The market now accepts the diversity of graphene types and that not all graphenes are equal. This was evident from the outset but the hype and buzz prevented many from recognising this trend.

This diversity is depicted in a double-logarithmic chart below which plots the nominal morphology of graphenes offered on the market on the basis of lateral size and thickness. Clearly, these materials, all sold as graphene, occupy a large area. 

This is however no surprise. In fact, it is a characteristic of the carbon additive business. It is observed even in the mature carbon black industry where numerous carbon black types exist, each commanding a different prices and catering to a different market need.

An implication of this diversity is that no ‘winning’ graphene material will emerge. The market will test all manners of graphenes, and the winning material will be application specific.
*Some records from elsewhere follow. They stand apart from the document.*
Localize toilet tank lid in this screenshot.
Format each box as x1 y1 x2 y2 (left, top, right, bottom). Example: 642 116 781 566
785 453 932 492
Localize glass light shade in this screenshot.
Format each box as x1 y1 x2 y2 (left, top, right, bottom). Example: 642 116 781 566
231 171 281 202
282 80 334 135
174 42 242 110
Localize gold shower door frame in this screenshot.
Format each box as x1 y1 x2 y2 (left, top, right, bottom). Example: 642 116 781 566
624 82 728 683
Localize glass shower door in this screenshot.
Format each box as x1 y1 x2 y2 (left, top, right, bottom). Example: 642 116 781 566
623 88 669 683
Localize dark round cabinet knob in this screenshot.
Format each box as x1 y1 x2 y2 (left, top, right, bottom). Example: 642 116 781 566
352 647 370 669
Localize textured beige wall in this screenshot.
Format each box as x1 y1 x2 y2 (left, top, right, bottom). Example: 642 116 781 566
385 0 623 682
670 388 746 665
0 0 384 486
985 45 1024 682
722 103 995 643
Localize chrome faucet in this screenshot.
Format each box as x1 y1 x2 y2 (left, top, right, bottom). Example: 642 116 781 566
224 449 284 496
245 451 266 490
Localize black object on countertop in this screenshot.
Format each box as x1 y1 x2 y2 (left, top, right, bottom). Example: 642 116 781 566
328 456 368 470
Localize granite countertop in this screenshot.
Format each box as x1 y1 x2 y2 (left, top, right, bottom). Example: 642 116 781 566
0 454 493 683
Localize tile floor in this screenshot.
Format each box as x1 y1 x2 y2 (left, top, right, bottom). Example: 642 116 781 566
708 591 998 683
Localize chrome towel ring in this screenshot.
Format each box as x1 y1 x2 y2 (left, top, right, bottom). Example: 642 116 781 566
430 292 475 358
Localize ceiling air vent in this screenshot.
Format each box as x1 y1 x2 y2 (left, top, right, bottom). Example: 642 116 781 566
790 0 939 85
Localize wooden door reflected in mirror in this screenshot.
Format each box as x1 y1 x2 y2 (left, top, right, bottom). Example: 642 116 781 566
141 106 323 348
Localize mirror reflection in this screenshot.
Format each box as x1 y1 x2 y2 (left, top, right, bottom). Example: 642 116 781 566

This demonstrates the futility of competing on the basis of quality levels at the powder level, and the necessity of proving performance and value add at, at least, the intermediary level. The industry recognizes this too, and is moving en mass downstream.

Price is a critical parameter. This is because graphene remains largely a substitute material. This is despite years of searching by graphene suppliers now, and years of searching by the CNT community before it.

The substitution go-to-market strategy imposes its own set of market dynamics. One critical intrinsic characteristic is the strong downward pressure on price established by the incumbents’ reference price and performance. Graphene will not fully free itself of such downward forces even when it identifies a more-for-more application.

The graphene prices have been coming down substantially. This is evident in the pricing trend of multiple companies. Yet, the market sees a large price disparity for graphene platelets. This is shown in the left-hand-side chart above depicting that graphene nanoplatelet prices vary by orders of magnitude.

This price range will inevitably narrow as the industry transitions from sales into the R&D community into real commercial sales. It will, however, not completely disappear because graphene will remain a speciality material and because differences in graphene types will sustain differences in prices.

From pilot to volume production

The graphene industry has increased the global production capacity. This is because the industry now witnesses a strong application pipeline which sees a wave of emerging applications at the later commercial prototyping or early commercial sales levels.

It is also a natural part of the maturation process of the industry. In the early days when most companies only had piloting capability, they could only engage in projects that demonstrated performance.

This was evident in their marketing campaigns which regularly presented graphene as a fantastic material for numerous applications, and in their customer list which consisted of hundreds of researchers, in companies or academia. 

The industry had to scale up in order to be able to participate in serious qualification process, particularly because most its target markets are high volume in nature.

The hype also led to over-investment in some cases. This, together with governmental budget commitments, helped reduce the cost of finance, further helping fuel the capacity expansion globally. 

The utilisation rate is still however low, preventing suppliers from reducing cost of production. This has forced some to sell under the cost of production in order to develop business and cash flow.

The industry has however generally compromised QA processes in its rush to get the production capacity up and their materials out there. End users often complain that no two producers can supply the same material, and even the same supplier suffers from large batch-to-batch variation.

This is symptomatic of many early stage new material commercialization. In time it will be ironed out. In fact, already, some see an opportunity to differentiate on the basis of quality, particularly those with backgrounds as speciality material suppliers.